Un conseiller fédéral dirige-t-il son département ou est-il dirigé par son administration? La réponse à cette question en dit long sur la force des magistrats. Dans le cas d'Albert Rösti, cela ne fait aucun doute: le conseiller fédéral UDC tient fermement en main le Département de l'environnement, des transports, de l'énergie et de la communication, le Detec, qu'il a repris début 2023 de la conseillère fédérale socialiste Simonetta Sommaruga. Et il le dirige fermement sur la voie de l'UDC.
Plusieurs domaines mettent cela en évidence. Sa chasse sauvage au loup, qui doit permettre de réduire à douze le nombre de meutes de ce prédateur dans toute la Suisse, aurait été impensable sous Simonetta Sommaruga. L'extension des autoroutes est également importante pour Albert Rösti. Et le dernier coup de force de cette semaine est le revirement de la politique nucléaire: l'interdiction de construire de nouvelles centrales nucléaires, décidée par le peuple récemment (en 2017), devrait être supprimée.
On peut en tirer deux conclusions. Premièrement, les décisions du peuple ne sont sacrées pour Albert Rösti que si elles vont dans son sens, comme le développement de l'énergie hydraulique. Si elles ne lui conviennent pas, comme la sortie du nucléaire, il n'hésite pas à attaquer frontalement la décision des urnes à la première occasion qui lui est présentée.
Deuxième constatation: le pouvoir d'Albert Rösti ne se limite pas à son département. Le Bernois exerce également une grande influence sur l'ensemble du Conseil fédéral. En effet, il forme actuellement le duo de direction informel avec la ministre des Finances et conseillère fédérale PLR Karin Keller-Sutter. Avec ses collègues de parti Guy Parmelin (UDC) et Ignazio Cassis (PLR), cette majorité bourgeoise de droite donne le ton lorsque les choses se corsent – comme mercredi lors de la décision sur le nucléaire.
A gauche, il manque un contrepoids avec la force de frappe d'Alain Berset. Après son passage au département de l'Intérieur, Elisabeth Baume-Schneider est désormais entièrement occupée par les campagnes de votation en matière de politique sociale et de santé; elle n'a pas assez de temps pour faire plus. Le nouvel élu Beat Jans cherche encore un peu sa place, et son département de la justice offre relativement peu de possibilités d'organisation.

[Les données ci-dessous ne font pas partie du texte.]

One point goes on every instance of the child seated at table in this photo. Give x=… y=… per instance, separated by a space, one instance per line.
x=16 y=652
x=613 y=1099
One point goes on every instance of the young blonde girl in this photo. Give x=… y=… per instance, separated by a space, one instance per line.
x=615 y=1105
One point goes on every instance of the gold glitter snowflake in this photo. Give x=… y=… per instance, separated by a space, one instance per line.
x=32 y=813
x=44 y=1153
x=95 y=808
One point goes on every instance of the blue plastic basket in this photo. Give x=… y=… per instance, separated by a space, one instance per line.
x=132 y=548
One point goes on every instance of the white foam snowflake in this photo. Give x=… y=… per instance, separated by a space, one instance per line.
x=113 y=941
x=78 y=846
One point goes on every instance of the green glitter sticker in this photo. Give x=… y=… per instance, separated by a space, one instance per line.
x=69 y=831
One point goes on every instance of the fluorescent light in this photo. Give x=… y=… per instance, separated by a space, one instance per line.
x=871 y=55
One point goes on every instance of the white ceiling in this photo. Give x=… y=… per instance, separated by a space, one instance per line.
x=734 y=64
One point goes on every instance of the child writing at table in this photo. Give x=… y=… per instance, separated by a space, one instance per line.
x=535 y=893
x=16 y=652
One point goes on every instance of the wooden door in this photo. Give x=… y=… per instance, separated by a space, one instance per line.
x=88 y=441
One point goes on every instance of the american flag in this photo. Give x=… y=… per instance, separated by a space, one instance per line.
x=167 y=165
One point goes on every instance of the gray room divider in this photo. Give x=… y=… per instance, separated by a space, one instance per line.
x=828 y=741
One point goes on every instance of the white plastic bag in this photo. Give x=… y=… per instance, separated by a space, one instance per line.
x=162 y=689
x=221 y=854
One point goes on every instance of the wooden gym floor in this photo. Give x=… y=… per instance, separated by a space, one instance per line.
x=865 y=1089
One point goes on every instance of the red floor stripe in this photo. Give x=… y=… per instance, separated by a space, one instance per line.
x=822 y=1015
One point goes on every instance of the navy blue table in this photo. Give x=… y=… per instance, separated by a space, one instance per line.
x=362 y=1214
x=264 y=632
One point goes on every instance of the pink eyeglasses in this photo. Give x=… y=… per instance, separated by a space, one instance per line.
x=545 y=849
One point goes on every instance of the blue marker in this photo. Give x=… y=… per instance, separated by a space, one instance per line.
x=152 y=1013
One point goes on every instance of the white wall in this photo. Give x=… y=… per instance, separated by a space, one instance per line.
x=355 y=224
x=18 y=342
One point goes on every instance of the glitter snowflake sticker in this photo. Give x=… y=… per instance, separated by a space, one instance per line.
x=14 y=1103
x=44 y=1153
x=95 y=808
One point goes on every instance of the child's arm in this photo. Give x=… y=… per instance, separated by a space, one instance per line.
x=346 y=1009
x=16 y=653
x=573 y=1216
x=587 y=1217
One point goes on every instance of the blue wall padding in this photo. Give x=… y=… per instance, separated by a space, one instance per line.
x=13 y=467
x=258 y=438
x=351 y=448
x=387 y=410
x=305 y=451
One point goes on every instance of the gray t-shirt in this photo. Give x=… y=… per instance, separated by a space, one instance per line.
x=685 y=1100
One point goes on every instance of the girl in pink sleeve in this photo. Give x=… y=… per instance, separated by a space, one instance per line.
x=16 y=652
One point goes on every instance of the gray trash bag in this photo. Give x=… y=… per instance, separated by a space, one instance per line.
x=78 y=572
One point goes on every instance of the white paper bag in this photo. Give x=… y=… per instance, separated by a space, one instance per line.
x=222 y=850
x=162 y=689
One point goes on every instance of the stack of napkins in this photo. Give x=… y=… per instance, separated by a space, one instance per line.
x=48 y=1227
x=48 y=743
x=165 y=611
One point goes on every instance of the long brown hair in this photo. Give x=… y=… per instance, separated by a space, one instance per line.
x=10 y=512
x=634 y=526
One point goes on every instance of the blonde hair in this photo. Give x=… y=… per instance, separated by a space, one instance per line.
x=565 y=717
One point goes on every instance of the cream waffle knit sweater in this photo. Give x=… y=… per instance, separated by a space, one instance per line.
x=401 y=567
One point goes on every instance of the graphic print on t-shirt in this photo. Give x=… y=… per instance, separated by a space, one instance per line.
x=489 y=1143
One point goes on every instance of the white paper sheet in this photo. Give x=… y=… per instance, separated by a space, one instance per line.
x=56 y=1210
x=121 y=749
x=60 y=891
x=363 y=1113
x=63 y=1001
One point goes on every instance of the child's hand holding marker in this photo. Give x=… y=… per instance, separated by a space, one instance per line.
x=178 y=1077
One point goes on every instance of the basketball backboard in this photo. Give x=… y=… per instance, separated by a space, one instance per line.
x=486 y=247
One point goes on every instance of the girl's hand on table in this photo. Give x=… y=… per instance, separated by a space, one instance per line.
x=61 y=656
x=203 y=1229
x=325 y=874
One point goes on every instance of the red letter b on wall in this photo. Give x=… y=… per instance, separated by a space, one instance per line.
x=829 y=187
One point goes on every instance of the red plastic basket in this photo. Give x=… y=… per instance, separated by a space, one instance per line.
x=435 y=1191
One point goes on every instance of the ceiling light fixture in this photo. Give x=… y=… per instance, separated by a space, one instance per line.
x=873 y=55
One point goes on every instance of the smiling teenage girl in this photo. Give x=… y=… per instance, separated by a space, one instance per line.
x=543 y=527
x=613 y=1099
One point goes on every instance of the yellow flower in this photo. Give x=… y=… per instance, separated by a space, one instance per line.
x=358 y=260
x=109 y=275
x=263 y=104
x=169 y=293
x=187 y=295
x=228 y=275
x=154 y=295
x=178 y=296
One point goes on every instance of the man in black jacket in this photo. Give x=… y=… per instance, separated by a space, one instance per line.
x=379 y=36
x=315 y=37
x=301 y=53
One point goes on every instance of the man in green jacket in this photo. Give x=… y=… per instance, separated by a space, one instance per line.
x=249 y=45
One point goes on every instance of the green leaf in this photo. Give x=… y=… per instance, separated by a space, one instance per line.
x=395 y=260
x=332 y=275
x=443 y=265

Que signifie cette constellation pour l'avenir? C'est ici que l'on se penche sur le dossier le plus important, à savoir les futures relations avec l'UE. En effet, Albert Rösti a également un rôle important à jouer dans ce domaine. En tant que ministre des Transports, les négociations sur la libéralisation du trafic ferroviaire relèvent de sa compétence. Et en tant que ministre de l'Energie, il est responsable des négociations sur un accord énergétique.
Les deux dossiers ont le potentiel de faire échouer tout le paquet des accords bilatéraux renouvelés. L'UDC dit de toute façon non au rapprochement avec l'UE. Et dans les domaines de l'énergie et des chemins de fer, les syndicats de gauche devraient également dire deux fois non aux libéralisations. Cela donne à Albert Rösti de nombreuses possibilités de torpiller les Bilatérales III par de discrètes manœuvres.
Certes, le Bernois affirme toujours qu'il veut un accord sur l'énergie. Cela semble certes crédible, mais cela ne veut pas dire qu'il accepterait également un accord avec des juges de l'UE et une reprise dynamique du droit. Pour rappel, Albert Rösti est prudent avec l'Union européenne – il a autrefois dirigé la campagne de l'UDC sur l'initiative contre l'immigration de masse.
En effet, ses opposants politiques le soupçonnent de miser sur un échec de l'accord sur l'énergie pour ensuite pousser à la construction d'une nouvelle centrale nucléaire en invoquant la sécurité d'approvisionnement de la Suisse. Ce serait une manœuvre raffinée, mais il est néanmoins douteux qu'elle soit couronnée de succès: le problème des déchets nucléaires n'est pas résolu, le scepticisme de la population est grand et les nouvelles centrales nucléaires sont tout simplement trop chères pour le secteur. Les Verts et le PS se réjouissent déjà d'une votation.
Il est donc clair que Albert Rösti porte avec succès la politique de l'UDC au Conseil fédéral. Sa base s'en réjouit. En revanche, on ne sait pas s'il parviendra à convaincre le peuple. Jusqu'à présent, il a obtenu son plus grand succès contre son parti: le peuple l'a suivi dans le compromis pour la nouvelle loi sur l'électricité, sur laquelle nous avons voté en juin.